The Tissue Box (part six of my banruptcy story)

I’m not real good with authority figures. I either get intimidated or defensive. A lawyer, I was raised to believe, is a person of authority. And now I needed one.

Thankfully I know a lot of nice  lawyers. One happens to be on my Leadership Team  at eWomenNetwork, so when I decided to move forward with the bankruptcy, I reached out to Lynda Hinkle. However, bankruptcy is not  one of her many areas of expertise, so she referred me Ira Deiches,  a bankruptcy lawyer in Haddonfield. That’s how good networking works…you don’t take on something that is not your strength, instead you defer and refer.

So, I gathered up all my papers and I went to meet with Mr. Deiches. His office was five minutes from what was still “my” condo at that point-but I came up from Atlantic County where I was living, to meet with him.

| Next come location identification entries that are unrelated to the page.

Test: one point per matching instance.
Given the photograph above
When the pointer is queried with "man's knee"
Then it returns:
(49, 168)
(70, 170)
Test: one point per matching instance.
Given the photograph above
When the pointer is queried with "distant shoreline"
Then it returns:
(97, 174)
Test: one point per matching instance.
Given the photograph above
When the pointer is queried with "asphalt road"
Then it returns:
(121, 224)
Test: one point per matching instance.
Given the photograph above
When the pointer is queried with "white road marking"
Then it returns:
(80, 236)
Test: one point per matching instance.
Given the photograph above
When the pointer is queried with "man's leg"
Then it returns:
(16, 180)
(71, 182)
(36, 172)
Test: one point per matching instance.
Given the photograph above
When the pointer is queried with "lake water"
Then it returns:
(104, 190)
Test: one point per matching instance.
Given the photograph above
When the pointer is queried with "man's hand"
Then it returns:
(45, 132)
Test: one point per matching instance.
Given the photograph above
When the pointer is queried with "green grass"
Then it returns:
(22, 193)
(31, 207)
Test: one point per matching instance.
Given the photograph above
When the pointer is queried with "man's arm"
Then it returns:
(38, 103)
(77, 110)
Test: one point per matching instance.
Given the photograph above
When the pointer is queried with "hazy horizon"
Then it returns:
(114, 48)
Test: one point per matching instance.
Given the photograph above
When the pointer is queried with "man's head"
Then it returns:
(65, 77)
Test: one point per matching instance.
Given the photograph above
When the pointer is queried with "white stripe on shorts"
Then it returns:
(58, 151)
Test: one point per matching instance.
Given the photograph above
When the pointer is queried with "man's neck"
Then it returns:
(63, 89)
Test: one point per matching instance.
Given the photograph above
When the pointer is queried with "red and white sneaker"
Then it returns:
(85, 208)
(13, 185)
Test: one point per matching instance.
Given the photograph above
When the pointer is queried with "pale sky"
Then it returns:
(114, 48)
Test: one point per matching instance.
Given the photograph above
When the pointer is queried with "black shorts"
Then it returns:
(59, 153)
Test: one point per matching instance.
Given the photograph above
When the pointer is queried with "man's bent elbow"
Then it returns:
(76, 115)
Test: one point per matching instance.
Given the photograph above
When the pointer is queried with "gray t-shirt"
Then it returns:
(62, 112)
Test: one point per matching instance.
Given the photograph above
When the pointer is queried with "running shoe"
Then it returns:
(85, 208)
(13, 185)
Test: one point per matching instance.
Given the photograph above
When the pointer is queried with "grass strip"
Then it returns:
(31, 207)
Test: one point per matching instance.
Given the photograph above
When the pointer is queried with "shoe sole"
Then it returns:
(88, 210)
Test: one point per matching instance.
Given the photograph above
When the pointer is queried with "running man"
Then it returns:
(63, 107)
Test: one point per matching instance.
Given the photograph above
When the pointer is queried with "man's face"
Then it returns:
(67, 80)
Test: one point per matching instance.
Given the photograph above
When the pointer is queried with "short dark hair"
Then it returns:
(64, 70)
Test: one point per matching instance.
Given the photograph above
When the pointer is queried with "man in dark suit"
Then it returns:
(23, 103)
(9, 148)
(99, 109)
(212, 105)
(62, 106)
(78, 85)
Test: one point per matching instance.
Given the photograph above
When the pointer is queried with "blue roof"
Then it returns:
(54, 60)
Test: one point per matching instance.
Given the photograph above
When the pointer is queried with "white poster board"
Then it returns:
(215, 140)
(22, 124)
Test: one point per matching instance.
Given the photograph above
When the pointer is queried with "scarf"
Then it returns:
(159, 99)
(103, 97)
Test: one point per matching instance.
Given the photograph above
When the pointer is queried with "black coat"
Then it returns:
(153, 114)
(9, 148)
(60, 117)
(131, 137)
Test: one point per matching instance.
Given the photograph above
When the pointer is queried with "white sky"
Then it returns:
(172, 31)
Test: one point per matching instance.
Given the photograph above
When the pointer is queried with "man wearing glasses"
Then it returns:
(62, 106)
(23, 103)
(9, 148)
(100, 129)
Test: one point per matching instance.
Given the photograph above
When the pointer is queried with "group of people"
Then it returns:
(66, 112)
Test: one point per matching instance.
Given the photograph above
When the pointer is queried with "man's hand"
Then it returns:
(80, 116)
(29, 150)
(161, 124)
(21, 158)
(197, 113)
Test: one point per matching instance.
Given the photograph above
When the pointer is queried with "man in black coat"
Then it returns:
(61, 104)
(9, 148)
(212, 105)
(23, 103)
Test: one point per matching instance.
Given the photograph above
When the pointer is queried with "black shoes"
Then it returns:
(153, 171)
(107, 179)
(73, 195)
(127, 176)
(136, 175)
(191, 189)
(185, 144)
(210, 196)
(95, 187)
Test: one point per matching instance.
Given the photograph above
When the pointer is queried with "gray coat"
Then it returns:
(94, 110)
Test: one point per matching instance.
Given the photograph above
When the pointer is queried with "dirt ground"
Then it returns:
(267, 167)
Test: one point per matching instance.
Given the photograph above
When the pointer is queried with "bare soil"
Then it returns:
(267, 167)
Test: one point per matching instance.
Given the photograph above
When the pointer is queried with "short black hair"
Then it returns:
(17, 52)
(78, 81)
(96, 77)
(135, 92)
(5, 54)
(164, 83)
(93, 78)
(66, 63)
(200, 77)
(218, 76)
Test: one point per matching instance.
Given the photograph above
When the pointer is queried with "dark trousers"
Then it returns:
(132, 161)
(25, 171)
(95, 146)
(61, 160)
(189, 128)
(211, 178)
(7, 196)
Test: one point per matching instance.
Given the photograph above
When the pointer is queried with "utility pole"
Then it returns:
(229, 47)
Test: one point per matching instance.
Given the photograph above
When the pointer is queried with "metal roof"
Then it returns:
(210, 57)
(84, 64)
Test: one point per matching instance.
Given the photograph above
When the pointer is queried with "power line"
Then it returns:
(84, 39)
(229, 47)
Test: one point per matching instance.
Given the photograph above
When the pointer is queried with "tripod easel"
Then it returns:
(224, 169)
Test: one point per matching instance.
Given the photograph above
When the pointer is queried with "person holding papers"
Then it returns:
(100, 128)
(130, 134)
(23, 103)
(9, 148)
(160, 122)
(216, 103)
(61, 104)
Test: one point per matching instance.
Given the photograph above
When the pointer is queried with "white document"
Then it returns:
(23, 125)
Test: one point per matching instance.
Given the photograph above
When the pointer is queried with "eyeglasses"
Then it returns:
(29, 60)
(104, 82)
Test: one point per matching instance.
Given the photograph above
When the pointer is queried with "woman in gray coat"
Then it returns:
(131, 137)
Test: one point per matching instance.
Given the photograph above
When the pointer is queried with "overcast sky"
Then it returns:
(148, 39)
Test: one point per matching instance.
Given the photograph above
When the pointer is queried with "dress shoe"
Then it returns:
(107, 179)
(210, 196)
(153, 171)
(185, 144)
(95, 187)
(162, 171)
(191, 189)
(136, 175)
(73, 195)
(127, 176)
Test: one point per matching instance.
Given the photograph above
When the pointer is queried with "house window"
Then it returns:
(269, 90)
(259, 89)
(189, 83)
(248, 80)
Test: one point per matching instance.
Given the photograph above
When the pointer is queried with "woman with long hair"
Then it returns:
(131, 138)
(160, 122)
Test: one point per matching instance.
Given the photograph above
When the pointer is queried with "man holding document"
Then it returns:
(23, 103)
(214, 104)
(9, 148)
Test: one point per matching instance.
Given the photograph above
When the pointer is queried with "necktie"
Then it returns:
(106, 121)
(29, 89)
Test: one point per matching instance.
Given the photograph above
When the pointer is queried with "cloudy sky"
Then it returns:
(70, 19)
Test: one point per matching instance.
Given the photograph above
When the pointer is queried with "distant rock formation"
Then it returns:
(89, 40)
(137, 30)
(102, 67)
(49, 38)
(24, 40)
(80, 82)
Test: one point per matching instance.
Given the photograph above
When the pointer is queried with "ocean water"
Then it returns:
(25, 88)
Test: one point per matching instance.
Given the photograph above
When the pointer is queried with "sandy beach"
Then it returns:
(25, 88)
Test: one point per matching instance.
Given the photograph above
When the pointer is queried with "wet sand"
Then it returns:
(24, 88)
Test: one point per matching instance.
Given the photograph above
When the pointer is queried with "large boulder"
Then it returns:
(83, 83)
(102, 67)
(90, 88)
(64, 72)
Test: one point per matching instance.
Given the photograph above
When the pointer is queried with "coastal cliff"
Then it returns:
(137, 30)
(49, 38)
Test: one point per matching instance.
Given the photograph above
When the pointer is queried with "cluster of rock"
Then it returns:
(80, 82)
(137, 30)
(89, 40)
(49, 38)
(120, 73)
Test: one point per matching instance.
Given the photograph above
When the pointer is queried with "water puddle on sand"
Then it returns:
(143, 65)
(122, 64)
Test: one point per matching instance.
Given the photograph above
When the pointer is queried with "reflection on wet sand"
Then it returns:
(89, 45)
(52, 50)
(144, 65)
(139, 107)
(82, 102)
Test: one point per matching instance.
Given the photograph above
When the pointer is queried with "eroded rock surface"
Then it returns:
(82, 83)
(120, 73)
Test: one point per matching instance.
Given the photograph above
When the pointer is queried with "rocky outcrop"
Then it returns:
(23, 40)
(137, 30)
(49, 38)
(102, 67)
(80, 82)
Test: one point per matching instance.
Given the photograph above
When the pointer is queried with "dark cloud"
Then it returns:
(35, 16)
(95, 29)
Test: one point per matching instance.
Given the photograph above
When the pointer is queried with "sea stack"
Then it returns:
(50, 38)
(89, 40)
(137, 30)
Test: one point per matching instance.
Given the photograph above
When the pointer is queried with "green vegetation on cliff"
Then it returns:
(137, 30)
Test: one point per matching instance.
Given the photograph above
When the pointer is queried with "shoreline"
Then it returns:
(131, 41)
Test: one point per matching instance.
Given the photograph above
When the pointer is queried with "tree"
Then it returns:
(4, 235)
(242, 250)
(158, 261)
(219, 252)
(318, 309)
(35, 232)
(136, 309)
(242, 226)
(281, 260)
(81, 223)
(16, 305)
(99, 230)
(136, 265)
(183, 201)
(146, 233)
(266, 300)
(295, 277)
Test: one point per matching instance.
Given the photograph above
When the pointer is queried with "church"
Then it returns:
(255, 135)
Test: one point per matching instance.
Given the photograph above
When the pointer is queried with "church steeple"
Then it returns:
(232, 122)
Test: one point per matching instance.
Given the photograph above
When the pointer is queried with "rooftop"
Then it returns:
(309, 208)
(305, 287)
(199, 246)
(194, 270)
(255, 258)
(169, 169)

What I remember most about that meeting was the tissue box. He asked me a couple of questions and the next thing I knew I was a blubbering, crying, pathetic mess. Mr. Deiches said nothing; he just handed me the tissue box.

This quiet gesture  soothed me. Bankruptcy is traumatic but a good support system can do wonders.

Bankruptcy can be mind-boggling, too. Chapter 7.  Chapter 11.  Chapter 13. Did I want to re-organize, did I have a lot of assets, did I need a clean slate? Was it business or personal…or both?

I sat and listened to him. And I wrote down every word he said–I wanted to become educated in the process and take ownership of my decisions.

Leaving his office I felt I knew what I wanted to do. By the time I got home, all the information became a jumbled mess in my head. I sat down with my boyfriend Milt and I realized I was on overload. Too much emotion and too much information to handle at once. Next time Milt was coming with me. A second set of ears was needed.

After two more meetings with Ira (we were now on a first name basis–after all he knew my life story!) the decision was made to file Chapter 7  for both my personal finances and business finances. The personal and the business were intertwined by the collateral on my SBA loan. And the credit card debt in the company name, also carried personal liabilities.

There was a huge sense of relief…there was a light at the end of the tunnel.

But there was no way around it; the condo in Cherry Hill was history. And while I’d let go of  a lot of the guilt that was holding me back, I really didn’t want to let go of the condo–it was my security blanket.  It was supposed to be my retirement money. Now it was just gone.

I made mistakes and now it was time to pay the piper.  The tears come and go, but I am clear that I had no choice. And I am thankful that bankruptcy, no matter how personally painful, was an option for me.

Now is the time to look forward for new opportunities, not look back at lost possessions.

Still, a tissue now and then is understandable.